Juana de Austria continuó en la corte. Estuvo al lado de su hermano hasta que terminaron las obras del convento de las Descalzas Reales que había mandado construir para retirarse a vivir en la soledad del mismo. La religiosidad fue una de las características más acusadas de casi todos los miembros de la casa de Austria.

Juana, al igual que su hermanastra Margarita de Parma, estuvo muy unida a los jesuitas. Margarita, que era hija de confesión de san Ignacio de Loyola, estaba casada con Octavio Farnesio, nieto del papa Paulo III. El matrimonio vivía cerca del papa cuando éste aprobó la Compañía de Jesús, y son muchos los que atribuyen la aprobación de la nueva congregación a la influencia que Margarita ejercía sobre el pontífice. Y Juana de Austria fue, en realidad, la única mujer que consiguió ser miembro de la Compañía de Jesús de forma permanente. Sí, de forma permanente porque antes que ella otras tres mujeres habían sido admitidas como jesuitas aunque luego serían expulsadas. (Véase el capítulo dedicado a Isabel Roser)

Juana de Austria nunca fue rechazada pero su identidad permaneció oculta bajo el nombre de Mateo Sánchez. El propio san Ignacio de Loyola decidió mantener en el anonimato la incorporación de doña Juana a la Compañía:

Sí, el hecho de que Juana mantuviese en secreto esta situación suya de pertenencia a la Compañía de Jesús obedecía a unas razones coyunturales y a otras razones más importantes y es que pocos años antes se había verificado la pertenencia a la Compañía de algunas mujeres que conocieron a Ignacio en Barcelona. […] La experiencia terminó mal y se tomó la decisión de no continuar por ese camino. Entonces, ante la petición insistente de san Francisco de Borja como director de Juana, y de ella misma, Ignacio accedió a concederle la pertenencia a la Compañía de Jesús en el grado más, diríamos, en el grado más inicial, pronunciando los primeros votos que podían ser dispensados por la Compañía misma. Doña Juana tenía también, anteriormente, votos de la orden de san Francisco y hubo que disolvérselos para poder entrar en la Compañía de Jesús.
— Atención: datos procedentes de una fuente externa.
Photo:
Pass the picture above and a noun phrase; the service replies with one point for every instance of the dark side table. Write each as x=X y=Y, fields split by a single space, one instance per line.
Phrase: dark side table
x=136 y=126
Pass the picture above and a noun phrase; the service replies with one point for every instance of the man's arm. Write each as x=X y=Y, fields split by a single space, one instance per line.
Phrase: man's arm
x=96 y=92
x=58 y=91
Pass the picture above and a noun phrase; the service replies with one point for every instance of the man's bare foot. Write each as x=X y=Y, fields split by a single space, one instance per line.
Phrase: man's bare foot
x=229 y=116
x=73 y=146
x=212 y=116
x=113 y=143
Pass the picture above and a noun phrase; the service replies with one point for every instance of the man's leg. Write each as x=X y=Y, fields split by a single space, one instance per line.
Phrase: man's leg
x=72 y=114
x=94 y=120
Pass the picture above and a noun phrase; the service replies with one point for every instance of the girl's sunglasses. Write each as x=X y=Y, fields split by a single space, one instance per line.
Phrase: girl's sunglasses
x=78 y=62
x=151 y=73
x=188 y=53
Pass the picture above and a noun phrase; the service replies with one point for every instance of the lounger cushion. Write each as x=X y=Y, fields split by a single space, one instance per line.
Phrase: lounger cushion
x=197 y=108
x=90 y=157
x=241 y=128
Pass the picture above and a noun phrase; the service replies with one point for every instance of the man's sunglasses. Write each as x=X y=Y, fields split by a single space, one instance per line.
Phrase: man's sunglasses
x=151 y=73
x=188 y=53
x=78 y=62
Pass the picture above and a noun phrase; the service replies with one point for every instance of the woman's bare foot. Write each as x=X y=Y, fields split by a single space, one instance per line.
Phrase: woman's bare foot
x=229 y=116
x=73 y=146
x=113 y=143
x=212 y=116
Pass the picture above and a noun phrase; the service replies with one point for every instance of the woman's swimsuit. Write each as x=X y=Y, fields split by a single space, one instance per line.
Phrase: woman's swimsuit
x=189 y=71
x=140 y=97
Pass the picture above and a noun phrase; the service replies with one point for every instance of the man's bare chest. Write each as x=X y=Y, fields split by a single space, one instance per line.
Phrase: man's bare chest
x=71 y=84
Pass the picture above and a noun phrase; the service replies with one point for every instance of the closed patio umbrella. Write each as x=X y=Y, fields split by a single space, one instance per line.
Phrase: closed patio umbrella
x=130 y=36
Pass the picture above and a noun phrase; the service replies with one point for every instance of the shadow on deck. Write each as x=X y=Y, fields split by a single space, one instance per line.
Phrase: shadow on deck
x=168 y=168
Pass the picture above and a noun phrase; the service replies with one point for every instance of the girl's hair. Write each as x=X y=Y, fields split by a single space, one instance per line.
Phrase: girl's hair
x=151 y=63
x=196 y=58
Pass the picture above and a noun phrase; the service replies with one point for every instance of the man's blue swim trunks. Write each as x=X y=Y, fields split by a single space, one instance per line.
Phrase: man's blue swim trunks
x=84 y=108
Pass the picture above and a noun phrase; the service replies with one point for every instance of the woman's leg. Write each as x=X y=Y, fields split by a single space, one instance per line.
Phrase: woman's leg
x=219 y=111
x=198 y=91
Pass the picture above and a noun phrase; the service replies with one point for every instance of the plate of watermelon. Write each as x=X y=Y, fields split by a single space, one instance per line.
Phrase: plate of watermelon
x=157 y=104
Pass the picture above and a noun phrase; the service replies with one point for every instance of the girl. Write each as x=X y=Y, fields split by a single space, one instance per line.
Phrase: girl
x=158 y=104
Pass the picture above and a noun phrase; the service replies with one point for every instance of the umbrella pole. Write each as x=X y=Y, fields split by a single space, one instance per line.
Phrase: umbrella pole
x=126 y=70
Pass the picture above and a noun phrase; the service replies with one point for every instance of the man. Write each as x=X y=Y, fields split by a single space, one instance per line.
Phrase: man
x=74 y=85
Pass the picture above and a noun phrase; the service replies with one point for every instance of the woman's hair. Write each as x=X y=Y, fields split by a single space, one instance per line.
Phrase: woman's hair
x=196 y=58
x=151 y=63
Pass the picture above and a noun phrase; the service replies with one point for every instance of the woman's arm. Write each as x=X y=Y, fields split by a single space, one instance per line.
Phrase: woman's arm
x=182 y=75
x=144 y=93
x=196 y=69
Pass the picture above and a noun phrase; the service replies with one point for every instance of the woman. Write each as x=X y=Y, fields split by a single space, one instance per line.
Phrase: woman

Total, que hechas estas operaciones se incorporó. Pero toda la operación se mantuvo en un secreto tan estricto que Doña Juana funcionaba dentro de la Compañía, con las pocas personas que conocían la situación, con un nombre falso, un seudónimo: era conocida y consta documentalmente con el nombre de Mateo Sánchez. Y a cuenta de Mateo Sánchez se daban noticias de que estaba muy entusiasmada en su situación, de que era una mujer sumamente religiosa, caritativa, que se dedicaba a las obras de misericordia y que solía combinar su vida espiritual con sus ocupaciones de gobierno.[83]

Doña Juana de Austria, Mateo Sánchez entre los jesuitas, falleció el 8 de septiembre de 1573. Murió joven, antes de cumplir los cuarenta años y de que su hijo, el rey don Sebastián de Portugal, desapareciera en la batalla de Alcazarquivir. Aquel niño de tres meses en el que nunca dejó de pensar ni un solo día y al que nunca volvió a ver.

Doña Juana de Austria murió en Madrid en la misma casa que había nacido. Por ello había mandado levantar allí el convento de las Descalzas Reales. Murió antes de que su hermana, la emperatriz María, regresase a Madrid para vivir retirada en el mismo monasterio de las Descalzas en el que ella había estado.